Felix Salmon’s Reuters piece is fascinating, not least for the tone of astonishment that “the country has won and the private sector has lost.” Aren’t small open countries like Ecuador helpless in the face of the mighty capital markets? Not at the moment:
[President Rafael] Correa didn’t pull the trigger until he could see the whites of his opponents eyes: he announced that he was defaulting on the 2012 global bonds at exactly the time that three huge hedge funds, which held Ecuador’s debt, were being forced by their prime brokers to liquidate their holdings. As a result, the selling pressure on Ecuadorean bonds sent them tumbling from the 70s to the 20s almost overnight.
They would have fallen further, into the waiting arms of a small army of hungry vulture funds… But then Ecuador pulled its next smart stunt: it used Banco del Pacifico, a large Ecuadorean bank, to start buying bonds at levels above 20 cents on the dollar. That was just high enough that the vultures didn’t want to amass a large position, and ensured that any future restructuring would face little organized opposition just because Ecuador’s bondholders were so fragmented. … And its final clever step was not to put forward a take-it-or-leave-it offer, as Argentina did, which would allow bondholders to agitate for a mass “no” vote.
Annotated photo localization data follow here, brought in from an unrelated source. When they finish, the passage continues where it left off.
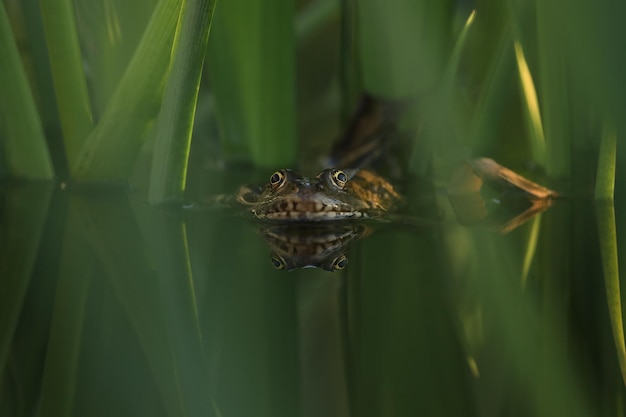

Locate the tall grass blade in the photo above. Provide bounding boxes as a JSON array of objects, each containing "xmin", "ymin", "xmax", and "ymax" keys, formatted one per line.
[
  {"xmin": 513, "ymin": 41, "xmax": 546, "ymax": 167},
  {"xmin": 595, "ymin": 122, "xmax": 616, "ymax": 201},
  {"xmin": 596, "ymin": 202, "xmax": 626, "ymax": 386},
  {"xmin": 73, "ymin": 0, "xmax": 181, "ymax": 182},
  {"xmin": 39, "ymin": 0, "xmax": 93, "ymax": 166},
  {"xmin": 0, "ymin": 3, "xmax": 54, "ymax": 180},
  {"xmin": 208, "ymin": 0, "xmax": 296, "ymax": 167},
  {"xmin": 149, "ymin": 0, "xmax": 216, "ymax": 204}
]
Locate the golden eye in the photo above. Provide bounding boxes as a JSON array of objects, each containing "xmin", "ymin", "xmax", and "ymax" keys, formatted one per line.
[
  {"xmin": 269, "ymin": 170, "xmax": 286, "ymax": 189},
  {"xmin": 330, "ymin": 169, "xmax": 348, "ymax": 189},
  {"xmin": 331, "ymin": 254, "xmax": 348, "ymax": 271},
  {"xmin": 270, "ymin": 254, "xmax": 287, "ymax": 270}
]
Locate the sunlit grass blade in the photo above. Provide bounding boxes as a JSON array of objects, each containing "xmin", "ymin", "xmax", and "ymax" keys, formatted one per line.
[
  {"xmin": 595, "ymin": 122, "xmax": 616, "ymax": 201},
  {"xmin": 513, "ymin": 41, "xmax": 546, "ymax": 167},
  {"xmin": 149, "ymin": 0, "xmax": 216, "ymax": 204},
  {"xmin": 73, "ymin": 0, "xmax": 181, "ymax": 182},
  {"xmin": 40, "ymin": 201, "xmax": 92, "ymax": 417},
  {"xmin": 0, "ymin": 3, "xmax": 54, "ymax": 180},
  {"xmin": 207, "ymin": 0, "xmax": 296, "ymax": 168},
  {"xmin": 0, "ymin": 184, "xmax": 52, "ymax": 376},
  {"xmin": 596, "ymin": 202, "xmax": 626, "ymax": 386},
  {"xmin": 39, "ymin": 0, "xmax": 93, "ymax": 166}
]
Instead, they just asked bondholders to name their price. Of course that’s what the bondholders did. None of them wanted to be left as holdouts.
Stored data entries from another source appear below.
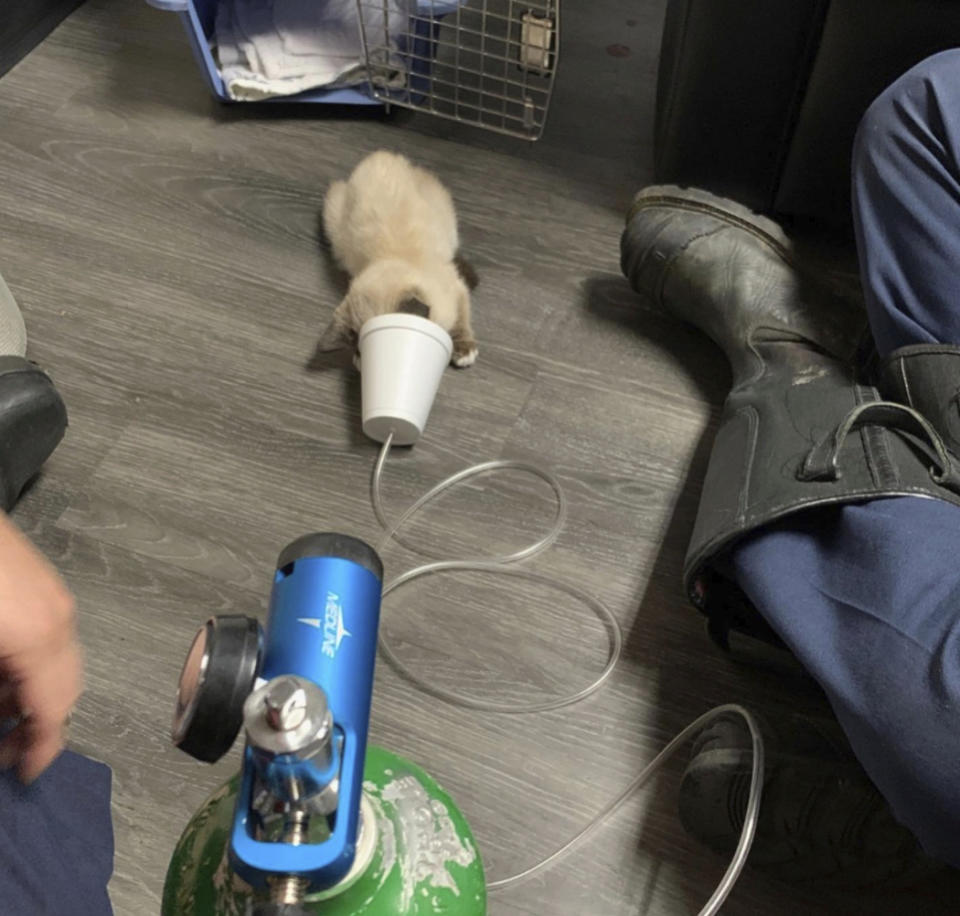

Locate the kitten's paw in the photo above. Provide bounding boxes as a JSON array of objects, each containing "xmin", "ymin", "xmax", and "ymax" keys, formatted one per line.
[
  {"xmin": 352, "ymin": 351, "xmax": 362, "ymax": 371},
  {"xmin": 452, "ymin": 345, "xmax": 478, "ymax": 368}
]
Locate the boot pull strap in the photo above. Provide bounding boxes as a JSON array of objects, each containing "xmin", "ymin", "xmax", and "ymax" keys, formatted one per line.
[{"xmin": 799, "ymin": 401, "xmax": 960, "ymax": 493}]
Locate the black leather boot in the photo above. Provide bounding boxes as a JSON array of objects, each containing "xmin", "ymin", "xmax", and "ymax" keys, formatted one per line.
[
  {"xmin": 621, "ymin": 186, "xmax": 960, "ymax": 886},
  {"xmin": 0, "ymin": 356, "xmax": 67, "ymax": 510},
  {"xmin": 879, "ymin": 344, "xmax": 960, "ymax": 457},
  {"xmin": 620, "ymin": 185, "xmax": 960, "ymax": 647}
]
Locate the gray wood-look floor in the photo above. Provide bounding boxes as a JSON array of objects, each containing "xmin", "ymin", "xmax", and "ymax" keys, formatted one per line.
[{"xmin": 0, "ymin": 2, "xmax": 956, "ymax": 914}]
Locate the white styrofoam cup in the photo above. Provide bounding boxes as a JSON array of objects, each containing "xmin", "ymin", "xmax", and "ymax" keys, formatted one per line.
[{"xmin": 359, "ymin": 313, "xmax": 452, "ymax": 446}]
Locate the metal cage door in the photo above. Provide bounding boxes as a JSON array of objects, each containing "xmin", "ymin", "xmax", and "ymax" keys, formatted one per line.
[{"xmin": 356, "ymin": 0, "xmax": 559, "ymax": 140}]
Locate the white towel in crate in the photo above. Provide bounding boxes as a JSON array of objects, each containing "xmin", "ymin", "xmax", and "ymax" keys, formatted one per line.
[{"xmin": 216, "ymin": 0, "xmax": 410, "ymax": 101}]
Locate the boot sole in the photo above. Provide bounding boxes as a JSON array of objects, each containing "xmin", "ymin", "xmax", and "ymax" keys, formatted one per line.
[{"xmin": 626, "ymin": 185, "xmax": 794, "ymax": 266}]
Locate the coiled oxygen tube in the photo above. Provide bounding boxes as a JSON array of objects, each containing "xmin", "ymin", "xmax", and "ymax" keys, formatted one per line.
[{"xmin": 370, "ymin": 432, "xmax": 764, "ymax": 916}]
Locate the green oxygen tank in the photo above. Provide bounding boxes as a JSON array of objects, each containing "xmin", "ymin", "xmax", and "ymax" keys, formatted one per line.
[{"xmin": 163, "ymin": 745, "xmax": 486, "ymax": 916}]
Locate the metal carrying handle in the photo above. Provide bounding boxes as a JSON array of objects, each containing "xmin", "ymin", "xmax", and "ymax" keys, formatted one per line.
[{"xmin": 799, "ymin": 400, "xmax": 960, "ymax": 493}]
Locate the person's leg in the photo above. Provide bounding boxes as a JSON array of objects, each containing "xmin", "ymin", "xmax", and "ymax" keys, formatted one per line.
[
  {"xmin": 621, "ymin": 48, "xmax": 960, "ymax": 881},
  {"xmin": 0, "ymin": 272, "xmax": 27, "ymax": 358},
  {"xmin": 730, "ymin": 500, "xmax": 960, "ymax": 868},
  {"xmin": 730, "ymin": 49, "xmax": 960, "ymax": 868},
  {"xmin": 851, "ymin": 49, "xmax": 960, "ymax": 356},
  {"xmin": 0, "ymin": 734, "xmax": 114, "ymax": 915},
  {"xmin": 0, "ymin": 277, "xmax": 110, "ymax": 910}
]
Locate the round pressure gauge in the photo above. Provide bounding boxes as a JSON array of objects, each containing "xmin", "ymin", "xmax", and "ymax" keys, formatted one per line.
[{"xmin": 172, "ymin": 615, "xmax": 262, "ymax": 763}]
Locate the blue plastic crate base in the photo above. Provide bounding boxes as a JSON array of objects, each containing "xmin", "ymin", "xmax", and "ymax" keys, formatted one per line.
[{"xmin": 147, "ymin": 0, "xmax": 459, "ymax": 106}]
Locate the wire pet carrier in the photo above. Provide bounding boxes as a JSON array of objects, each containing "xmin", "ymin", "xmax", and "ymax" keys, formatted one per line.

The lack of solidarity among bondholders is noteworthy here (a group of disgruntled bond owners uses, telling if a bit comically, the slogan “United We Stand.”) Game theory might explain why most bondholders would take the country’s offer, but one suspects that in a different political conjuncture the game would work differently.
Also noteworthy is this: “Ecuador hasn’t been able to issue debt in years, so losing access was no big deal for Ecuador, as it would be for most other countries.” But why on earth should any country keep paying tribute to foreign bondholders if it won’t be seeing any more capital inflows?
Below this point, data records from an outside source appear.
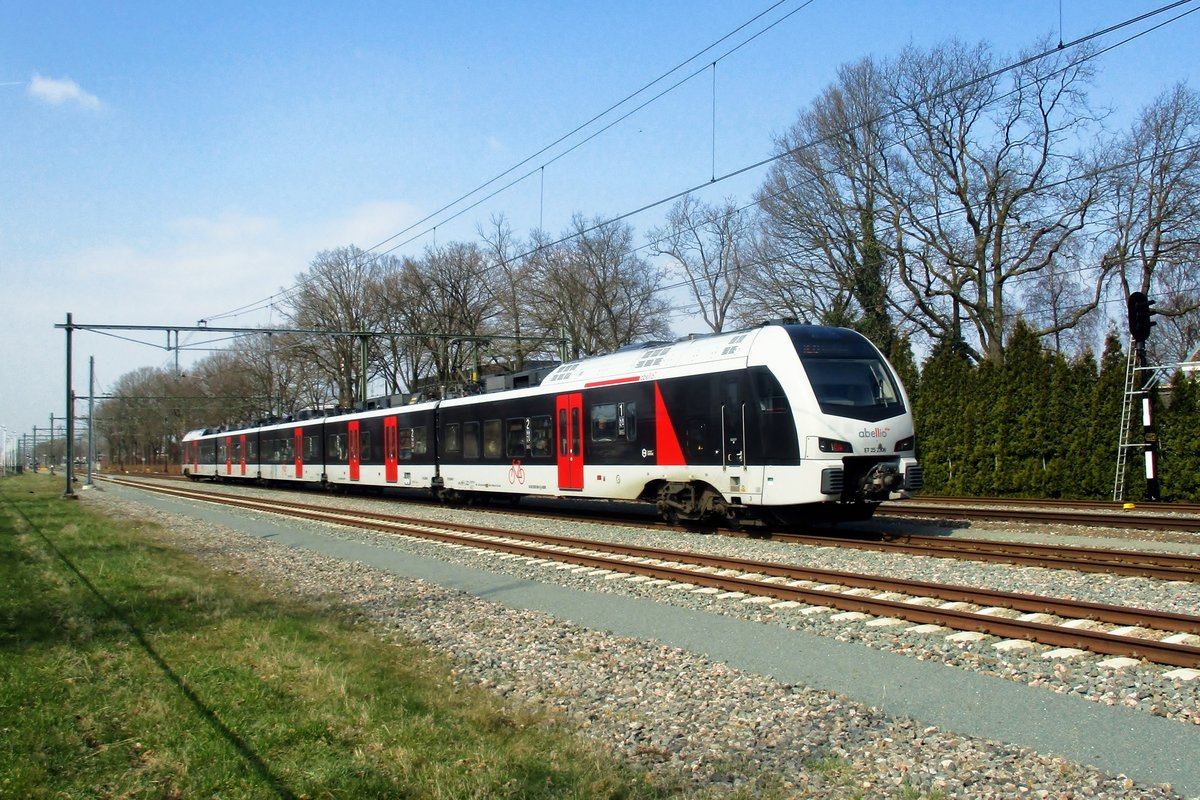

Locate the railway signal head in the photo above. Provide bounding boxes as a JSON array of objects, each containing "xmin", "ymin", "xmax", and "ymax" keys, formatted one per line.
[{"xmin": 1127, "ymin": 291, "xmax": 1157, "ymax": 342}]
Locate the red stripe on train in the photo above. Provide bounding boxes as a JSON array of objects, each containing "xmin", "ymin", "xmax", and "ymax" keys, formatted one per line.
[
  {"xmin": 584, "ymin": 375, "xmax": 640, "ymax": 388},
  {"xmin": 654, "ymin": 383, "xmax": 686, "ymax": 466}
]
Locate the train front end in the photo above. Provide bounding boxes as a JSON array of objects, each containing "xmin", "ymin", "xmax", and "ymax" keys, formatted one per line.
[{"xmin": 763, "ymin": 325, "xmax": 922, "ymax": 522}]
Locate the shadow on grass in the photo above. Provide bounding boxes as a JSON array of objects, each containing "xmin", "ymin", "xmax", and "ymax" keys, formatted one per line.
[{"xmin": 4, "ymin": 496, "xmax": 300, "ymax": 800}]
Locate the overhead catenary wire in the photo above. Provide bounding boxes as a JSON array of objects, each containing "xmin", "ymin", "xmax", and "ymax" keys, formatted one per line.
[
  {"xmin": 512, "ymin": 2, "xmax": 1200, "ymax": 339},
  {"xmin": 506, "ymin": 0, "xmax": 1200, "ymax": 269},
  {"xmin": 201, "ymin": 0, "xmax": 815, "ymax": 324},
  {"xmin": 653, "ymin": 132, "xmax": 1200, "ymax": 330},
  {"xmin": 200, "ymin": 2, "xmax": 1198, "ymax": 347},
  {"xmin": 364, "ymin": 2, "xmax": 818, "ymax": 263},
  {"xmin": 358, "ymin": 0, "xmax": 812, "ymax": 259}
]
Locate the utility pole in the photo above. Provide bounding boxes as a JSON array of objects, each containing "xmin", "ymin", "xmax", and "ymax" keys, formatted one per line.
[
  {"xmin": 63, "ymin": 312, "xmax": 77, "ymax": 499},
  {"xmin": 358, "ymin": 332, "xmax": 369, "ymax": 405},
  {"xmin": 1128, "ymin": 292, "xmax": 1160, "ymax": 502},
  {"xmin": 87, "ymin": 356, "xmax": 96, "ymax": 487}
]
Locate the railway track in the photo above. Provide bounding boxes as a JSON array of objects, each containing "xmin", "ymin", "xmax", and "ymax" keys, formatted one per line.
[
  {"xmin": 104, "ymin": 474, "xmax": 1200, "ymax": 529},
  {"xmin": 896, "ymin": 494, "xmax": 1200, "ymax": 515},
  {"xmin": 445, "ymin": 502, "xmax": 1200, "ymax": 581},
  {"xmin": 104, "ymin": 473, "xmax": 1200, "ymax": 579},
  {"xmin": 105, "ymin": 476, "xmax": 1200, "ymax": 669},
  {"xmin": 880, "ymin": 497, "xmax": 1200, "ymax": 532},
  {"xmin": 765, "ymin": 530, "xmax": 1200, "ymax": 582}
]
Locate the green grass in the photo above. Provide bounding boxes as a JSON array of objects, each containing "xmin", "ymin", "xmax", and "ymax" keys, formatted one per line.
[{"xmin": 0, "ymin": 474, "xmax": 672, "ymax": 799}]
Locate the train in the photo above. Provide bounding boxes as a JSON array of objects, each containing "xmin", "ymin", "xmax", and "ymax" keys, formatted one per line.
[{"xmin": 182, "ymin": 322, "xmax": 922, "ymax": 526}]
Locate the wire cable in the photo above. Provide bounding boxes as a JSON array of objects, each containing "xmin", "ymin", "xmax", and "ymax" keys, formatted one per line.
[
  {"xmin": 202, "ymin": 0, "xmax": 813, "ymax": 323},
  {"xmin": 200, "ymin": 2, "xmax": 1199, "ymax": 354}
]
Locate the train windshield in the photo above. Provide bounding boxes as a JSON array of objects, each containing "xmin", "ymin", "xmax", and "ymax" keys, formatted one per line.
[{"xmin": 787, "ymin": 327, "xmax": 905, "ymax": 422}]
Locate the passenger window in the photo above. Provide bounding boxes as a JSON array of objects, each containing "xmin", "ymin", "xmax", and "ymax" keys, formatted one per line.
[
  {"xmin": 483, "ymin": 419, "xmax": 503, "ymax": 458},
  {"xmin": 506, "ymin": 418, "xmax": 527, "ymax": 458},
  {"xmin": 359, "ymin": 431, "xmax": 371, "ymax": 461},
  {"xmin": 463, "ymin": 422, "xmax": 480, "ymax": 459},
  {"xmin": 530, "ymin": 416, "xmax": 552, "ymax": 458},
  {"xmin": 753, "ymin": 371, "xmax": 790, "ymax": 413},
  {"xmin": 621, "ymin": 402, "xmax": 636, "ymax": 441},
  {"xmin": 412, "ymin": 426, "xmax": 427, "ymax": 456},
  {"xmin": 591, "ymin": 403, "xmax": 618, "ymax": 442},
  {"xmin": 328, "ymin": 434, "xmax": 347, "ymax": 461},
  {"xmin": 444, "ymin": 423, "xmax": 461, "ymax": 454},
  {"xmin": 398, "ymin": 428, "xmax": 414, "ymax": 460}
]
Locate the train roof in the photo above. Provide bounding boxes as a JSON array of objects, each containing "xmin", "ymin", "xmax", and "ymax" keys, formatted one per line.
[
  {"xmin": 186, "ymin": 324, "xmax": 876, "ymax": 429},
  {"xmin": 538, "ymin": 322, "xmax": 869, "ymax": 391}
]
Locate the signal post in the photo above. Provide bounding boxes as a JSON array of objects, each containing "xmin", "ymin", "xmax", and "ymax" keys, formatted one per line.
[{"xmin": 1126, "ymin": 291, "xmax": 1159, "ymax": 502}]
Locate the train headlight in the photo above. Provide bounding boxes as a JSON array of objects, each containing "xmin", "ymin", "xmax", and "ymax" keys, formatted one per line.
[
  {"xmin": 894, "ymin": 436, "xmax": 915, "ymax": 453},
  {"xmin": 818, "ymin": 437, "xmax": 853, "ymax": 453}
]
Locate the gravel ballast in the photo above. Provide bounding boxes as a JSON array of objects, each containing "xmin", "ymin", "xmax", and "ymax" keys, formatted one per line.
[{"xmin": 85, "ymin": 482, "xmax": 1198, "ymax": 799}]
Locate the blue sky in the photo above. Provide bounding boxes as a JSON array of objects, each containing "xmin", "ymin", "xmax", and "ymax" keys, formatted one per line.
[{"xmin": 2, "ymin": 1, "xmax": 1196, "ymax": 448}]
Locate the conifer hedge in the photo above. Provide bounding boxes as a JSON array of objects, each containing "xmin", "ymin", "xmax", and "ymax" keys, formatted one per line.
[{"xmin": 909, "ymin": 322, "xmax": 1200, "ymax": 502}]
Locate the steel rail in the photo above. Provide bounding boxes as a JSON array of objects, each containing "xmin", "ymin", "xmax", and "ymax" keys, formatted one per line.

Of course, Salmon might be wrong — which makes the case for default stronger, if anything. According to Marc Weisbrot, S&P raised the country’s bond rating following the default, and the price of non-defaulted government bonds rose sharply: “The debt reduction appears to have convinced foreign investors that Ecuador’s ability to repay its non-defaulted debt has increased.” It would be interesting to try to generalize this point. Even if you ascribe much more in the way of rational expectations to international lenders than I would, there is clearly some level of debt which is too high to be realistically serviced; in that case, repudiating some or all of the existing debt clearly improves repayment prospects for future debt.
On balance, despite all the huffing and puffing you hear in cases like this, it’s not clear that default has any repercussions on access to foreign loans. Jeffrey Sachs and Erika Jorgenson have an interesting paper that looks at the subsequent experience of Latin American countries that did, or did not, default on their debt in the 1930s. They find that “reputational effects on future access to credit … were low, so low as to be negative. … the costs of default in terms of future external financial flows were negligible. When the countries returned to international capital markets in the 1950s, no apparent systematic differences between the defaulters and nondefaulter emerges.”
Most likely the same will turn out to be true here: Post default, the income of a few wealthy bondholders will be a bit lower, the income of the citizens of Ecuador (or at least the government) will be a bit higher, and Ecuador’s capacity to borrow internationally will be unchanged.
Toward the end of his piece, Salmon quotes someone from Greylock Capital worrying that “as much as we can say this is an outlier, any country which runs into trouble has a great blueprint now of how to do it.” Let’s hope so!